What happened

Shares of content delivery network (CDN) operator Fastly (FSLY 2.87%) rose by an electrifying 27.9% in March, according to data from S&P Global Market Intelligence. There were several twists and turns on this thrill ride, so buckle up and let me guide you through the whole story.

So what

The month started with a bang. On March 3, the Federal Reserve delivered an optimistic report on monetary policy, suggesting that the soaring inflation rate is coming back down, so federal interest rates should stop rising later this year.

That report might sound more relevant to a bank than to a fast-growing tech company, but Fastly is an unprofitable and cash-consuming tech company whose stock price is supported by double-digit revenue growth.

Furthermore, the company holds $705 million of long-term debt on its balance sheet, counterweighted by just $143 million of cash reserves. So the stock is broadly seen as a high-risk and high-reward investment, making it quite sensitive to risk-modifying events such as the government tightening or loosening its monetary policies.

With a fairly bullish economic report on the table, Fastly's stock surged 10.5% higher on March 3.

On the flip side of the coin, shares fell 12.3% in a three-day span the next week as a couple of American banks fell apart at their fiscal seams. The risk that seemed so far away a few days earlier was suddenly back in Wall Street's focus again, erasing Fastly's sudden gains.

So the company was back where it started the month, but I still have one more thrill to share. This time, the company lifted itself up by its bootstraps.

You see, Fastly announced a lucrative partnership with Google and its parent company, Alphabet (GOOG 1.25%) (GOOGL 1.27%), on March 15.

Warning: nerdy technobabble in the sentences ahead! Upcoming versions of Google Chrome, the market-defining web browser, will drop support for user-tracking third-party cookies next year.

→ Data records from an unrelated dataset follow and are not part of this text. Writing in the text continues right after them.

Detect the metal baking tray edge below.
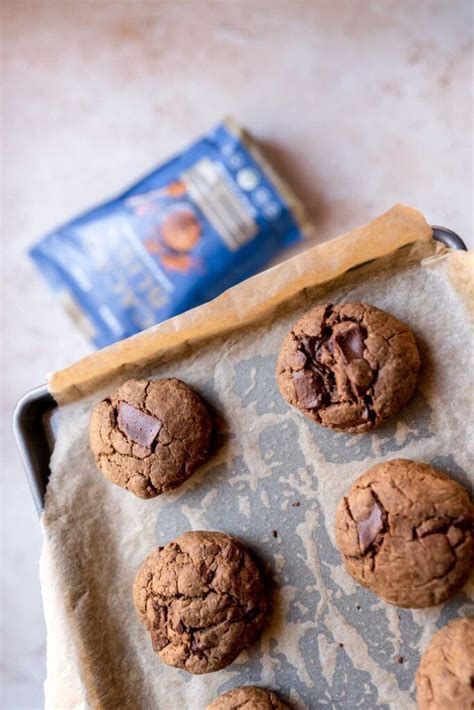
[13,226,467,516]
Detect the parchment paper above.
[41,206,474,710]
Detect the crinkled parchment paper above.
[41,206,474,710]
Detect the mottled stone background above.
[0,0,474,710]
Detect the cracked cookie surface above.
[89,379,212,498]
[133,531,267,673]
[336,459,474,608]
[206,685,290,710]
[276,303,420,433]
[416,617,474,710]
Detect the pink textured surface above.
[0,0,474,708]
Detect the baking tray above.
[13,226,467,515]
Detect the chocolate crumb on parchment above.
[276,303,420,433]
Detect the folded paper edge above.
[48,204,432,404]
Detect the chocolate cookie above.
[89,379,211,498]
[206,685,289,710]
[336,459,474,607]
[276,303,420,433]
[133,532,266,673]
[416,618,474,710]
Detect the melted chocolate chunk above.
[357,501,383,553]
[334,323,365,362]
[293,370,324,409]
[118,401,163,449]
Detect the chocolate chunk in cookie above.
[336,459,474,607]
[277,303,420,433]
[133,532,266,673]
[89,379,212,498]
[206,685,290,710]
[416,617,474,710]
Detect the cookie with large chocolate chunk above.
[206,685,290,710]
[336,459,474,608]
[133,532,267,673]
[276,303,420,433]
[89,379,212,498]
[416,617,474,710]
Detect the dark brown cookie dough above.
[206,685,289,710]
[133,532,266,673]
[336,459,474,607]
[416,617,474,710]
[276,303,420,433]
[89,379,211,498]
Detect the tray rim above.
[12,225,468,517]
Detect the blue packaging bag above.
[30,119,309,347]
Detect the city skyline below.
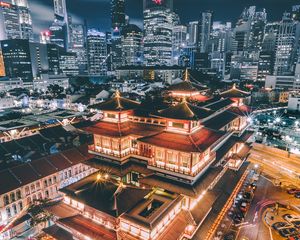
[29,0,297,34]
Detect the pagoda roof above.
[60,173,151,217]
[82,121,164,138]
[138,128,225,153]
[203,111,239,130]
[204,98,234,111]
[89,91,140,111]
[154,100,214,120]
[169,70,208,92]
[220,84,250,98]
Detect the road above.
[248,144,300,187]
[236,148,300,240]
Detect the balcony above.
[149,152,216,180]
[88,145,137,159]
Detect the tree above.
[27,199,53,227]
[47,84,64,98]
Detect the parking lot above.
[263,205,300,240]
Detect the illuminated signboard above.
[0,2,11,8]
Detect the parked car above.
[291,220,300,228]
[287,188,300,194]
[295,192,300,198]
[278,228,297,238]
[272,222,289,230]
[282,214,300,222]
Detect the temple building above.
[220,84,251,106]
[168,69,208,101]
[19,91,250,240]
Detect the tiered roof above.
[138,128,225,153]
[220,84,250,98]
[89,91,140,111]
[0,146,91,194]
[169,69,207,93]
[82,121,164,137]
[60,173,151,217]
[155,99,213,121]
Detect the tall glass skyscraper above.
[111,0,126,29]
[87,29,107,76]
[144,0,177,66]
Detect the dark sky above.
[28,0,300,33]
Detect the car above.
[291,220,300,228]
[294,192,300,198]
[223,232,236,240]
[250,183,257,190]
[287,188,300,194]
[282,214,300,222]
[278,228,297,238]
[240,201,249,212]
[272,222,289,230]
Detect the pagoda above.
[168,69,207,101]
[220,84,251,106]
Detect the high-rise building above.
[261,22,279,52]
[40,30,51,44]
[69,24,87,74]
[187,21,199,46]
[0,50,5,77]
[172,25,187,65]
[199,11,212,53]
[232,21,251,54]
[209,22,232,52]
[274,13,297,76]
[47,43,61,75]
[257,51,275,81]
[59,49,79,76]
[12,0,33,41]
[249,9,267,51]
[87,29,107,76]
[53,0,68,22]
[111,0,126,29]
[144,1,176,66]
[0,2,21,40]
[50,0,70,49]
[110,28,123,71]
[29,42,49,78]
[1,39,33,82]
[121,24,143,66]
[49,19,68,48]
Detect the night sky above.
[28,0,300,33]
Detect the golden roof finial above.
[115,89,121,98]
[184,68,189,81]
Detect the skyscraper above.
[249,9,267,51]
[0,50,5,77]
[172,25,187,65]
[1,39,33,82]
[87,29,107,76]
[144,0,176,66]
[69,23,87,73]
[274,13,297,75]
[53,0,68,22]
[187,21,199,46]
[12,0,33,41]
[121,24,143,66]
[199,11,212,53]
[111,0,126,29]
[51,0,70,49]
[0,2,21,40]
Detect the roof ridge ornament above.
[184,68,190,82]
[115,89,121,98]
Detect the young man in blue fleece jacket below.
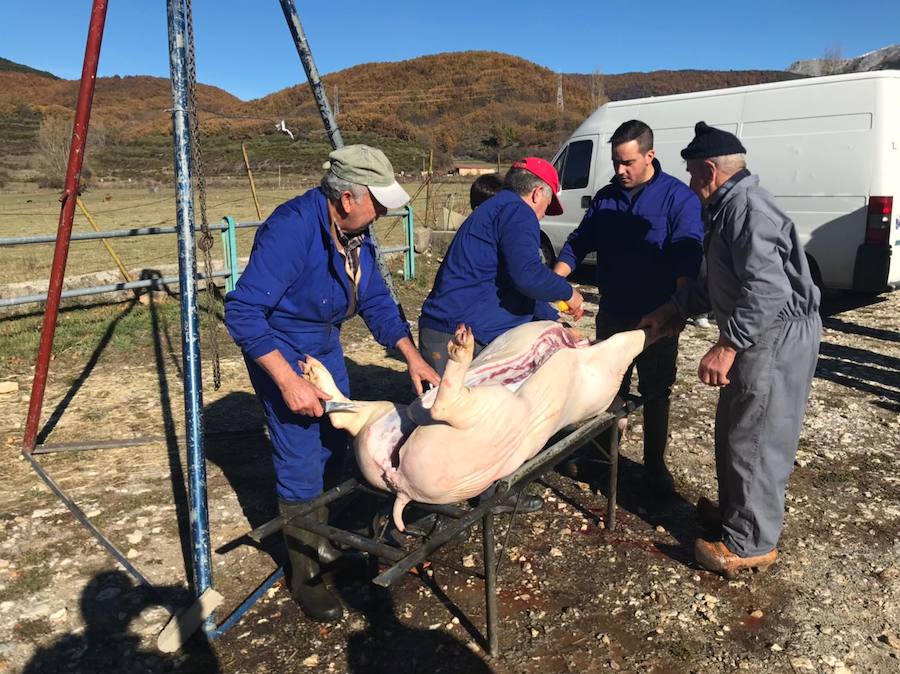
[554,119,703,497]
[225,145,440,621]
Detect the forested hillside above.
[0,52,797,180]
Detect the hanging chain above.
[185,0,222,391]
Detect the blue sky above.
[0,0,900,99]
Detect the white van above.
[541,70,900,293]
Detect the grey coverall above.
[673,170,822,557]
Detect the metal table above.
[248,397,641,656]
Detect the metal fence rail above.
[0,206,416,309]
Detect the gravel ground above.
[0,276,900,674]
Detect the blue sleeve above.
[532,302,559,321]
[359,241,411,348]
[557,197,599,269]
[497,202,572,302]
[225,204,312,359]
[669,188,703,278]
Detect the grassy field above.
[0,175,469,284]
[0,176,468,373]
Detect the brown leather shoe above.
[694,538,778,580]
[696,496,722,532]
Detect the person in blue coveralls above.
[419,157,583,512]
[225,145,440,621]
[554,119,703,498]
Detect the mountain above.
[0,51,799,178]
[788,44,900,76]
[0,58,59,80]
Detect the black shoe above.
[404,513,440,537]
[492,494,544,513]
[279,502,344,622]
[556,457,606,482]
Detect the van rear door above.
[541,135,600,255]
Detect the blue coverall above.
[419,190,572,346]
[225,188,410,501]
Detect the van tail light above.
[866,197,894,246]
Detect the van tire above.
[540,236,556,269]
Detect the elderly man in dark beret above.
[641,122,822,578]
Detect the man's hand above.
[636,302,684,340]
[553,261,572,278]
[256,349,331,417]
[397,337,441,395]
[697,337,737,387]
[563,288,584,321]
[278,370,331,417]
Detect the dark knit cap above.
[681,122,747,159]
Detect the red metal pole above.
[22,0,107,454]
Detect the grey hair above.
[503,168,553,199]
[710,154,747,173]
[319,171,369,202]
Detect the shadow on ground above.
[22,571,221,674]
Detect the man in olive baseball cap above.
[325,145,409,210]
[225,145,440,622]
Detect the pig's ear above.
[391,492,410,531]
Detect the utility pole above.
[556,73,566,112]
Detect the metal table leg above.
[481,510,500,656]
[606,420,620,531]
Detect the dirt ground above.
[0,270,900,674]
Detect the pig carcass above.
[303,321,648,531]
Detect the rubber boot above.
[279,503,344,622]
[644,399,675,498]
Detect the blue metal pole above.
[167,0,214,604]
[222,215,241,292]
[403,204,416,281]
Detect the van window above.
[553,145,569,176]
[557,140,594,190]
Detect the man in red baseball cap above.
[419,157,583,512]
[512,157,562,214]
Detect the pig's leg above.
[431,323,475,426]
[300,356,349,402]
[300,356,406,437]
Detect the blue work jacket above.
[419,190,572,344]
[225,188,410,367]
[559,159,703,319]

In order to support tracking of online user behavior in a privacy-respecting way, the browser will count clicks and views by large cohorts of individually anonymous web users. This effort involves collecting data through an anonymizing network relay.

Fastly's CDN network offers the exact type of privacy-boosting data collection that Google needs, so the company will see plenty of extra business from Chrome browsers as Chrome rolls out these tracking changes. Targeted online ad services live to fight another day, and Fastly gets to play a leading role in that drama.

And that's the end of the geeky details. Investors absolutely loved this deal. The stock price skyrocketed 16% in the next two days.

Now what

Fastly's wild ride in March resulted in generous stock price gains, but the ups and downs were due to factors both in and out of the company's control. While the Google partnership helped boost the stock, underscoring Fastly's expertise in value-added content delivery services, the company remains an unprofitable and debt-heavy investment.

Look twice before crossing this road, and be prepared to hit some potholes along the way.